For all local matchers, you made need the API key in form of the HF_token - to allow you access to download a large language model from the hub.
rMatch will look for the API key in this order (first match wins):
api_keyargument in Python.envfile in the working directory- Environment variables in your shell
ANTHROPIC_API_KEY="your_api_key" # anthropic
OPENAI_API_KEY="your_api_key" # openai
HF_TOKEN="your_hf_token" # huggingface, mac, cuda (model download)All matchers share the same prompt templates, but you can change it. Pass prompt="primary_no_story". Default is primary.
| Prompt | Full story | Segmented story | Chain of thought | Notes |
|---|---|---|---|---|
primary |
yes | yes | yes | Default; most complete prompt |
primary_no_story |
no | yes | yes | For long stories that exceed the context window |
primary_no_cot |
yes | yes | no | Ablation: no chain-of-thought |
primary_no_story_no_cot |
no | yes | no | Minimal prompt |
secondary |
yes | yes | yes | Alternative wording with XML output |
If your story and recalls are saved as .txt or .json files, you can match them as a batch with match().
from pathlib import Path
from rmatch import match, MatcherCuda
matcher_gemma = MatcherCuda()
results = match(
matcher=matcher_gemma,
story_file=Path("story.txt"),
recall_file=Path("recalls/"), # file or directory of subject files
)This loads all subjects, runs matching, and writes a JSON results file next to your recall data with the following format:
{
"matcher_name": "anthropic",
"story_name": "story",
"story_segmentation": "lines",
"recall_segmentation": "lines",
"matches": {
"sub-001": [[0, [3, 7]], [1, [12]]],
"sub-002": [[0, [1]], [1, [5, 6]]]
}
}Each subject maps to a list of [recall_segment_id, [matched_story_segment_ids...]] pairs.
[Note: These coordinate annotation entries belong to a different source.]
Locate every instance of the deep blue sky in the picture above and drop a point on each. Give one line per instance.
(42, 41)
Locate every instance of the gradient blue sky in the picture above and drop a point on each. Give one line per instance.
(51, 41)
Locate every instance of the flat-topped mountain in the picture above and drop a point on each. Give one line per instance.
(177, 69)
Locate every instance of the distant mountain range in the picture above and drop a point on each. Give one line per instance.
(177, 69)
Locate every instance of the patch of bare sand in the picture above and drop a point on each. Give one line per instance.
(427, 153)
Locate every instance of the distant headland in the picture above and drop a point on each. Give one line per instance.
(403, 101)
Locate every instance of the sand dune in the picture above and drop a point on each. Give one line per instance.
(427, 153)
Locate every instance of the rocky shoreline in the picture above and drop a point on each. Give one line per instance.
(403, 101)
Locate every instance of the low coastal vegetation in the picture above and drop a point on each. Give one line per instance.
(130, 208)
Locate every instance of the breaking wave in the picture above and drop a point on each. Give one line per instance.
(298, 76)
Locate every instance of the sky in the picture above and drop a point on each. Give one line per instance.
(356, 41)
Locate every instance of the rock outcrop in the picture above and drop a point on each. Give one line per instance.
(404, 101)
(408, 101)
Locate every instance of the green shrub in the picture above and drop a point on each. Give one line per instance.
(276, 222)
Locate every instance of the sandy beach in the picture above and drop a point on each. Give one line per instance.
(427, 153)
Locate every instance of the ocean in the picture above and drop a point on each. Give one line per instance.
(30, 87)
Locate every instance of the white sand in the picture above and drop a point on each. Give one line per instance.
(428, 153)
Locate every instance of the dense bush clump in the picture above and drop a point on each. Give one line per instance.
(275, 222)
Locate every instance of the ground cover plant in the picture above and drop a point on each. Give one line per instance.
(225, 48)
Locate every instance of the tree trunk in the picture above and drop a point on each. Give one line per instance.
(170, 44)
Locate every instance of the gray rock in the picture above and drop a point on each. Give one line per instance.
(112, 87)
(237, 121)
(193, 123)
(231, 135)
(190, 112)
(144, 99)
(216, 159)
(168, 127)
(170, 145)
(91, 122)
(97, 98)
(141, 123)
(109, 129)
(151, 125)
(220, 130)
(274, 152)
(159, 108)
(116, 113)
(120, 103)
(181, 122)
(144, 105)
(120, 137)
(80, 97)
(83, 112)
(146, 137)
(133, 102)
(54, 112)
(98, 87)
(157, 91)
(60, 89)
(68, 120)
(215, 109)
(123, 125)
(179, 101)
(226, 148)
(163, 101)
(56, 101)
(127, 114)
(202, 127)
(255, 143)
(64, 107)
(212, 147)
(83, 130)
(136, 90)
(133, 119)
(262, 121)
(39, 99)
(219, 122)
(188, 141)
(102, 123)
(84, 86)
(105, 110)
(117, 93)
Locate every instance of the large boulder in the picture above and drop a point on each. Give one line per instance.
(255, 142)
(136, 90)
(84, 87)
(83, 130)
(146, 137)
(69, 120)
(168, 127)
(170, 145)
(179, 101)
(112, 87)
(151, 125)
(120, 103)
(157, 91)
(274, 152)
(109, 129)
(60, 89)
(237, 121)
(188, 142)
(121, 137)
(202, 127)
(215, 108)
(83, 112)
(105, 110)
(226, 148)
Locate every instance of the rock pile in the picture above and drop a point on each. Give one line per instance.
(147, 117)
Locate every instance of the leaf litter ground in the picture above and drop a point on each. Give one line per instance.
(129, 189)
| Matcher | Testset | F1 | Precision | Recall | Pearson R |
|---|---|---|---|---|---|
| MatcherCuda:google/gemma-4-31B-it | alice | .84 | .8 | .89 | .83 |
| MatcherCuda:google/gemma-4-31B-it | monthiversary | .79 | .72 | .86 | .78 |
| MatcherCuda:google/gemma-4-31B-it | memsearch | .67 | .56 | .84 | .64 |
alice(medium text) are 21 recalls with a length of ~200 words, and a story length of ~700 words.monthiversary(long text) are 19 recalls with a length of ~1000 words, and a story length of ~4700.memsearch(short movie transcripts) are 138 recalls with a length of ~140 words, and a story transcript length of ~240 words.
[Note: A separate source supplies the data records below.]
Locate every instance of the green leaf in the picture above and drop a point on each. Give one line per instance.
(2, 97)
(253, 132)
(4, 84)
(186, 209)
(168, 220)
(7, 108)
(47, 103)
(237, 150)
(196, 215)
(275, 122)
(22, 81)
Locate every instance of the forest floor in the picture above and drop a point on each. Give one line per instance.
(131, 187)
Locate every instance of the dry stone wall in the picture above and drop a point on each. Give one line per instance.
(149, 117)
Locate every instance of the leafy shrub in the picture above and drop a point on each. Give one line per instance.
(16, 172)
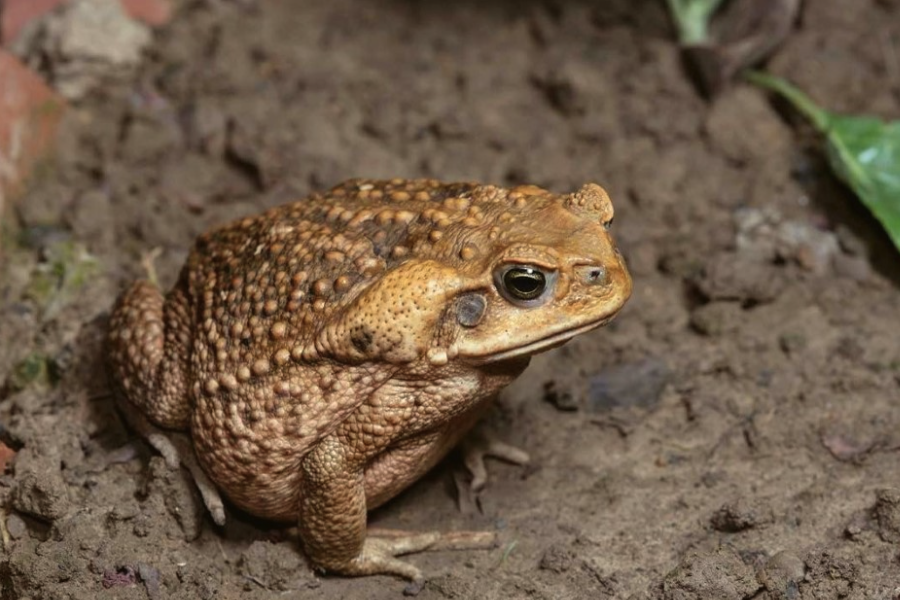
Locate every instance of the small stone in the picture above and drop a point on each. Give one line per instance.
(782, 574)
(562, 399)
(638, 384)
(16, 526)
(739, 515)
(720, 574)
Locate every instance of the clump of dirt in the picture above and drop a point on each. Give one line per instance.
(759, 458)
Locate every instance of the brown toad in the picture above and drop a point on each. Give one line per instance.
(325, 354)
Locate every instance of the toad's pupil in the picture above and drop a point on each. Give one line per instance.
(524, 283)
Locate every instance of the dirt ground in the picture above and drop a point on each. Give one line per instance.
(734, 434)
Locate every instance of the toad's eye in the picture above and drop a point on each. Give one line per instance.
(523, 284)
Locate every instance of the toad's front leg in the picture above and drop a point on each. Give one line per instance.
(333, 520)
Replicate results by downloading rBench:
git clone git@github.com:GabrielKP/rBench.gitAdd to .env or environment:
BENCHMARK_ROOT="path/to/rBench"Run:
uv run src/rmatch/evaluate.py {alice,monthiversary,memsearch}If you prefer the command line over a Python script:
rmatch story.txt recalls/ --matcher anthropicSee rmatch --help for all options (model, prompt, window size, etc.).